The mammalian Fat4 and Dachsous1 form a heterophilic binding that regulates planar cell polarity and proliferation. Fat4 is the largest molecule within the cadherin superfamily with 34 EC domains, and Dachsous1 is also large with 27 EC domains. Tsukasaki et al. first examined purified ectodomain structures of both cadherins under transmission electron microscopy (TEM), and found that while the N-terminal end of ectodomains, the region furthest from the cell membrane, displayed a relatively linear morphology, the C-terminal end which is close to the membrane had multiple locations where the filament was sharply bent. When the amino acid sequences of the CBMs were analyzed, they found modifications of amino acid residues in several of the CBMs near the C-terminal end, suggesting the possibility that these modifications prevent Ca²⁺-binding.
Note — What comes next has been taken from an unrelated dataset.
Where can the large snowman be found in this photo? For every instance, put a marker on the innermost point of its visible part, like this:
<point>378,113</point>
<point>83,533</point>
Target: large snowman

The group generated mutants of the classical cadherin, E-cadherin, by replacing one of its CBMs with a modified CBM from Fat4. TEM revealed that these E-cadherin mutants displayed a bent arrangement in the location where the CBM was switched. Gel filtration experiments measuring elution speed showed that both wildtype E-cadherin run in Ca²⁺-free conditions and the CBM-replaced E-cadherin mutants moved slower than the wildtype E-cadherin run in presence of Ca²⁺; these results supported their hypothesis that the modified CBM found in Fat and Dachsous is unable to bind Ca²⁺, thus leading to a nonlinear ectodomain.
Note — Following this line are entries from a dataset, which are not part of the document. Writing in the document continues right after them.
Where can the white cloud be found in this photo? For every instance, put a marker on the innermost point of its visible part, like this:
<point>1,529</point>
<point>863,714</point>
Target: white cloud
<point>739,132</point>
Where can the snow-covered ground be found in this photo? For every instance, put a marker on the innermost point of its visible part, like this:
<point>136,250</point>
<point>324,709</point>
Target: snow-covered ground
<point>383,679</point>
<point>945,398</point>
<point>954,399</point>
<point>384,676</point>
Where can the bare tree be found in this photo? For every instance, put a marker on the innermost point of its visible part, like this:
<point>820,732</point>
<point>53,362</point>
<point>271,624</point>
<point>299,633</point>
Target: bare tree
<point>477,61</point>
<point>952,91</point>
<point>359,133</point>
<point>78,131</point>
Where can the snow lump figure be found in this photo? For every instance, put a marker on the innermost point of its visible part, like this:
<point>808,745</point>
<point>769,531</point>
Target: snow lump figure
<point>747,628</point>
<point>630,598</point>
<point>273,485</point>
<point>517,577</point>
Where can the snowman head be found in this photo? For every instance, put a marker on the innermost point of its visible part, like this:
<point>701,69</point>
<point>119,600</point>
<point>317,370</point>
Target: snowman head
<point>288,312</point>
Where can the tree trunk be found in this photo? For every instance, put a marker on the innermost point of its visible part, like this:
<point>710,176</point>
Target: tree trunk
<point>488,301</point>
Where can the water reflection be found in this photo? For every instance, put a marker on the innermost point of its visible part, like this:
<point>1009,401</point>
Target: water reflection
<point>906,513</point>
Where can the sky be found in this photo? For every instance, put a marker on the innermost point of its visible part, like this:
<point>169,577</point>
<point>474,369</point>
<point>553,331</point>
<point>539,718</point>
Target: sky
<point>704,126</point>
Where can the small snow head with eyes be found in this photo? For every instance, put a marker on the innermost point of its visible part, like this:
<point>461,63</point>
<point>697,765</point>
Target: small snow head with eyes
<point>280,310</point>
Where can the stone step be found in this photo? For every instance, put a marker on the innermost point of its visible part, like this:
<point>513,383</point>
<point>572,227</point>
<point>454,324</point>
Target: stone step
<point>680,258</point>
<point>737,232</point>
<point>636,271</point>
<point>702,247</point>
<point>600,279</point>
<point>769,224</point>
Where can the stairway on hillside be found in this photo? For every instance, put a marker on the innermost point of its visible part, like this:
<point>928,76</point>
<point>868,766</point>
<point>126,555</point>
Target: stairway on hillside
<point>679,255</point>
To further understand the morphological changes that occur in CBM-replaced E-cadherin, the group carried out computer simulations using the elastic network model based on the known X-ray crystal structure of E-cadherin. The simulations showed that, in CBM-replaced E-cadherin, the segments with modified CBM exhibited a wide range of bent configurations, consistent with TEM observations. They applied the same method for Fat4 and Dachsous1, and successfully created atomic models that matched morphologies seen under TEM. In a separate series of experiments, they also found that the four most N-terminal ectodomains appeared to be sufficient for Ca²⁺-mediated heterophilic binding between Fat4 and Dachsous1, and that this binding is unaffected even when the C-terminal end is bent.
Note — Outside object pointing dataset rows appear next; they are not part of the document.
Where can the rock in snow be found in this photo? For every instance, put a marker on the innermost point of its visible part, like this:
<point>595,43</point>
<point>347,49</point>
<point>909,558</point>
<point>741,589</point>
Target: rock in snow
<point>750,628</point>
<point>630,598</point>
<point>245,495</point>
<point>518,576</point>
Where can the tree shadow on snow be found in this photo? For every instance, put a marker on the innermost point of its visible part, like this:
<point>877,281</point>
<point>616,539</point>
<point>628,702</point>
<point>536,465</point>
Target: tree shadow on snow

Tsukasaki et al. next analyzed the morphology of Fat4 and Dachsous1 in vivo, by transfecting a cell line with Fat4 or Dachsous1 cDNAs. When these separately transfected cells were co-cultured, they observed the formation of Fat4-Dachsous1 bindings at the cell boundaries between the two cell types just above the tight junctions. Closer analysis with TEM revealed that the intercellular spaces in which the Fat4-Dachsous1 binding complexes were found were approximately 47 nm wide, matching the dimensions of the molecules calculated from the elastic network model. Observations of Fat4-Dachsous1 binding in the mouse embryonic cortex also showed the span between cell boundaries were similar to those observed in the co-culture of transfected cells.

“It is a mystery as to why giant cadherins have gone as far as losing their Ca²⁺-binding ability to squeeze into intracellular spaces by folding,” says Takeichi. “What is interesting is that the size of Fat and Dachsous, and the positions of modified CBMs within the ectodomain have been conserved across species. No doubt the bending strategy revealed in our study is closely linked to the physiological function of these molecules.”